Still, with the collection growing at its current rate in already cramped quarters, there are concerns about storage. “In my opinion it has already outgrown the space,” Ulmschneider says. Since 1975 there has been no new library space at Cabell, which the librarian says was meant to house one million volumes. Cabell currently houses more than two million. “We’re out of room. We need a new building. … [But] we won’t let it stop us,” he says. “We’ll put [the collection] in my office if we have to.”

Ulmschneider recalls reading comic adaptations of classic literature when he was in college. “They were the CliffsNotes of my generation,” he says. “Thousands of students were saved by them in the ’50s and ’60s.”

Colleges again are turning to comics as learning resources.

“There are a lot of different departments using comics and graphic novels,” De Haven says, referencing such works as Art Spiegelman’s “Maus.” The graphic novel illustrates the hardships Spiegelman’s father faced during the Holocaust, as well as the difficulties in their personal relationship. In 2009 VCU made the book mandatory reading for all incoming freshmen.

Crisis on Infinite Earths

Not all is super in the world of the comics.

Randy Duncan, a professor at Henderson State University and co-author of “The Power of Comics: History, Form, and Culture,” says that the comic purchasing public is thinning out and getting older.

“Young people are now likely to turn to video games for [that] sort of escape and entertainment,” Duncan says. “Readers who might otherwise have abandoned comics in their 20s continue to find comic books that fit their more discerning tastes. Thus, comic shops are now filled with all these men in their 40s and 50s who never stopped reading comic books.”
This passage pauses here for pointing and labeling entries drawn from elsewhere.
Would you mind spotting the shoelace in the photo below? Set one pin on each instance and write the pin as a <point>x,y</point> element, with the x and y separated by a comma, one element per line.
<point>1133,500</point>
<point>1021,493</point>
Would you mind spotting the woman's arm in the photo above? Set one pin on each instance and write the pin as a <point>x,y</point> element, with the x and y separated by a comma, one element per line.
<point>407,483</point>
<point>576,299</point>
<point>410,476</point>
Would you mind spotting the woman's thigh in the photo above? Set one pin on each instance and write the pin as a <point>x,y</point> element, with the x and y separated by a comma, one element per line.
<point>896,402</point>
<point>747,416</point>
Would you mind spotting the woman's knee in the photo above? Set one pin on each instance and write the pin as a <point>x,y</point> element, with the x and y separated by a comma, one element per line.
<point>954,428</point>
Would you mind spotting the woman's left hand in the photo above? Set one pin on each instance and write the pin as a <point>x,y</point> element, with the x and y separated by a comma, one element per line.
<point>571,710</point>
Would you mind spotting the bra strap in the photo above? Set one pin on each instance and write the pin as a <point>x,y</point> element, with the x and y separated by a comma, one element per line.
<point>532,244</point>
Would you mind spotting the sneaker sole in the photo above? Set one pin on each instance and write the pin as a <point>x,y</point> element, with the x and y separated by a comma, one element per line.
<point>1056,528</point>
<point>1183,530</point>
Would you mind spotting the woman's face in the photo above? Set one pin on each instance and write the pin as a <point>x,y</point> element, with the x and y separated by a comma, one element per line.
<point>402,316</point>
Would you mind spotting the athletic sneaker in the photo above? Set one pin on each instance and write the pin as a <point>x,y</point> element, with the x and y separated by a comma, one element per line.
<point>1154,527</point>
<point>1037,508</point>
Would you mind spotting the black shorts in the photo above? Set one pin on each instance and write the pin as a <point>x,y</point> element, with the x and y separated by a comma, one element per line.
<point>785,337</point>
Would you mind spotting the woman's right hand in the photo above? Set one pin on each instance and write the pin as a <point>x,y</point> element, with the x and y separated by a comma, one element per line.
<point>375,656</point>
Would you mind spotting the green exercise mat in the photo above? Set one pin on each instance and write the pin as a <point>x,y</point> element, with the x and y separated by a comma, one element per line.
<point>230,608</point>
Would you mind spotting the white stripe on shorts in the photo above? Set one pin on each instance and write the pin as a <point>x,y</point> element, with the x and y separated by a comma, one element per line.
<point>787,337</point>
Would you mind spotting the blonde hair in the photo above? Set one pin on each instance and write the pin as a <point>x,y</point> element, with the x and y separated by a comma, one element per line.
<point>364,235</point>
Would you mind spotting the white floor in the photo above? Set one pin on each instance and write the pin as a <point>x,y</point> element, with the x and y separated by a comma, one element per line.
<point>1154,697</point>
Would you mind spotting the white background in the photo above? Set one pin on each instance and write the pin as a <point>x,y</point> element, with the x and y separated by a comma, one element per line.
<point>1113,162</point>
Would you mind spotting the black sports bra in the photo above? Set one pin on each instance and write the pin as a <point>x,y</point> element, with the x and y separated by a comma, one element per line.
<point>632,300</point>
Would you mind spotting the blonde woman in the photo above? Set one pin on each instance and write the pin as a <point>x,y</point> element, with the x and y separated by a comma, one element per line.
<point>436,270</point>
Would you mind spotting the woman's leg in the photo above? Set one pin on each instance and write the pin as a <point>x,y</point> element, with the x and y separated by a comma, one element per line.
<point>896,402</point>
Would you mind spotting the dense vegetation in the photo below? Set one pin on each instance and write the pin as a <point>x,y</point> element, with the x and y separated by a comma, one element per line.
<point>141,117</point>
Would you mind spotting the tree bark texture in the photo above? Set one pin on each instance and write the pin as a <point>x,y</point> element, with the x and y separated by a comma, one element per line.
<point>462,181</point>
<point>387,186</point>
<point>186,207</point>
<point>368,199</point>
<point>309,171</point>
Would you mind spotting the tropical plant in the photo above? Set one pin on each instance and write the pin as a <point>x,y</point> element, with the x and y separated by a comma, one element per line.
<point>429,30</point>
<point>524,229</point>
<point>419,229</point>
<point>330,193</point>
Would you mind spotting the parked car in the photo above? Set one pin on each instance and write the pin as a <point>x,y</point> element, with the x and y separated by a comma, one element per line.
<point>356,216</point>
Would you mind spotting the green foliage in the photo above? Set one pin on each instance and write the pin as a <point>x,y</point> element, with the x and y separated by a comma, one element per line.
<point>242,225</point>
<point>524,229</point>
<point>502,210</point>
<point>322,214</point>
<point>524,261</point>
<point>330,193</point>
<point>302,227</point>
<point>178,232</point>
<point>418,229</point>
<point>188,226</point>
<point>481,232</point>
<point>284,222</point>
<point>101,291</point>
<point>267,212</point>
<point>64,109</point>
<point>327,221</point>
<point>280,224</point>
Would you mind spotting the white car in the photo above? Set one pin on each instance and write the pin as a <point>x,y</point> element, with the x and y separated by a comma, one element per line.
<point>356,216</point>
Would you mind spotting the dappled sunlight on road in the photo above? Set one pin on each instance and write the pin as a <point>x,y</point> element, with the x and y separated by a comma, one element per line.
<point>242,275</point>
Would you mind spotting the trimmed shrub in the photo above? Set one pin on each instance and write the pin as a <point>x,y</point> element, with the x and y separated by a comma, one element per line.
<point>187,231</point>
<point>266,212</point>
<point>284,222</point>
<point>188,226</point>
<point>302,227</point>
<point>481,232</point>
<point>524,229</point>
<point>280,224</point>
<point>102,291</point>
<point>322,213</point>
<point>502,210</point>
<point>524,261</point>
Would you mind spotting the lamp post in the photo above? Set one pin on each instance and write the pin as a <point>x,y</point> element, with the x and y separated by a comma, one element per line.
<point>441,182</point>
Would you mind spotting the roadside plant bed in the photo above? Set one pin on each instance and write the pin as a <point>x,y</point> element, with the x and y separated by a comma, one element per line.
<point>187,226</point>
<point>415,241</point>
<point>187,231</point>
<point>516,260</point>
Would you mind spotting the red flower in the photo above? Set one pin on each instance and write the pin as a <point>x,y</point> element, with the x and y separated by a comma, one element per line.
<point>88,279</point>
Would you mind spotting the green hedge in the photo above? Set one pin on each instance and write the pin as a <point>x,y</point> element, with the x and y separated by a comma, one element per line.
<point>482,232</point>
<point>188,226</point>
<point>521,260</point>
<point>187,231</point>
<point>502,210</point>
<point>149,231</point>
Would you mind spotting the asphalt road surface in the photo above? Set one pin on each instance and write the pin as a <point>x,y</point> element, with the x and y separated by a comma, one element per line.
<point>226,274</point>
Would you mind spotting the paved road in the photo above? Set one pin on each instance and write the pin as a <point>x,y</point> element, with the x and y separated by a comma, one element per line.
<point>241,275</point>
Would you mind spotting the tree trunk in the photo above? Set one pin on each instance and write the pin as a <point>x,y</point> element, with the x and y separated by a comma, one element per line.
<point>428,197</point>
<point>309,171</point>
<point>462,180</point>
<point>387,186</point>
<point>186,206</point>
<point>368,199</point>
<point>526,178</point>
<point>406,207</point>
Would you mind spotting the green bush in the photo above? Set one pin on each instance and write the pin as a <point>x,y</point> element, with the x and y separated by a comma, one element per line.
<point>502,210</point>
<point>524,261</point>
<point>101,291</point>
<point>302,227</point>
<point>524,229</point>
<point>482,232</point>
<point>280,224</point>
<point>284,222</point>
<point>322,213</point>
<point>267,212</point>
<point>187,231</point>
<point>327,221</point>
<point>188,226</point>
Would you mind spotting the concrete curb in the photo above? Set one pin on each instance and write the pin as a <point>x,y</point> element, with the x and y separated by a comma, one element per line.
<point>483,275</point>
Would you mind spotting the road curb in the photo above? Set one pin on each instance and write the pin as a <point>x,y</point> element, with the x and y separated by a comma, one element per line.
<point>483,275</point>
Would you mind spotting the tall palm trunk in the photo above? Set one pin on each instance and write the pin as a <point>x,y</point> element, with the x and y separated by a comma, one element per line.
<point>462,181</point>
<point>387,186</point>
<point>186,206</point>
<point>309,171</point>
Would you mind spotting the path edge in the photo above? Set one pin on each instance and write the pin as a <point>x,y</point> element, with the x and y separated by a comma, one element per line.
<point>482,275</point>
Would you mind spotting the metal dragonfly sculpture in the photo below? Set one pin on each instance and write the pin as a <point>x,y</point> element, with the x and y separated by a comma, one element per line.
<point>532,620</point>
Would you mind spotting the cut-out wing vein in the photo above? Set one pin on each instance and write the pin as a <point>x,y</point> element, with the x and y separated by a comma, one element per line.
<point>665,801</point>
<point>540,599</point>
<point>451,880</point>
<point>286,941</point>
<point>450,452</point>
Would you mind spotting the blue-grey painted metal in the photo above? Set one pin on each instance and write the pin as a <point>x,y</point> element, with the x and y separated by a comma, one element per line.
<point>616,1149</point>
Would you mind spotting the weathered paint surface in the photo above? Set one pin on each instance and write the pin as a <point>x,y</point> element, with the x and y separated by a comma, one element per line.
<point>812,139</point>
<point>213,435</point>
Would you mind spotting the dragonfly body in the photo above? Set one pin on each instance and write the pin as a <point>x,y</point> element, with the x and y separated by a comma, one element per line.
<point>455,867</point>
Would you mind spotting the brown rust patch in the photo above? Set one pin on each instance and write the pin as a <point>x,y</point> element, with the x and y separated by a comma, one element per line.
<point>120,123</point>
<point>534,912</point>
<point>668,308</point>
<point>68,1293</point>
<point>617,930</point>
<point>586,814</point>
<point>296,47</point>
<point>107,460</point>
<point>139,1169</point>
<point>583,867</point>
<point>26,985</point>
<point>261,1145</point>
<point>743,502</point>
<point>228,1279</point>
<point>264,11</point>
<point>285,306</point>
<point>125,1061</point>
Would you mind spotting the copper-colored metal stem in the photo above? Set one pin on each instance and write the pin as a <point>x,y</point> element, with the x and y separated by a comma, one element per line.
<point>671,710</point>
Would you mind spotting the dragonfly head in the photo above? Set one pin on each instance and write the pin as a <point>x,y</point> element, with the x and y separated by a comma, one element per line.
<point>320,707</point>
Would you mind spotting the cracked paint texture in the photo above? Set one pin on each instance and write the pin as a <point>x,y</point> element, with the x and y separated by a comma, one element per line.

Though circulation figures are difficult to find, comic sales definitely are down when compared with the Golden Age of the ’40s. Then, popular titles could top a million copies. Now many of the so-called best-sellers have circulations of less than 100,000.

“There are almost certainly fewer readers nowadays, but most of those readers are middle-aged professionals who are able to spend more than a $100 a day on comic books,” Duncan says. “For the time being these hardcore fans are probably enough to sustain the industry, but the future is uncertain.”

While the direction of the industry might be unknown, the future of VCU’s collection isn’t. Jackson and Williams will continue in their role as guardians of the collection, turning chaos into order.

“I get accused of having the world’s coolest job,” Jackson says. “And I won’t deny it.”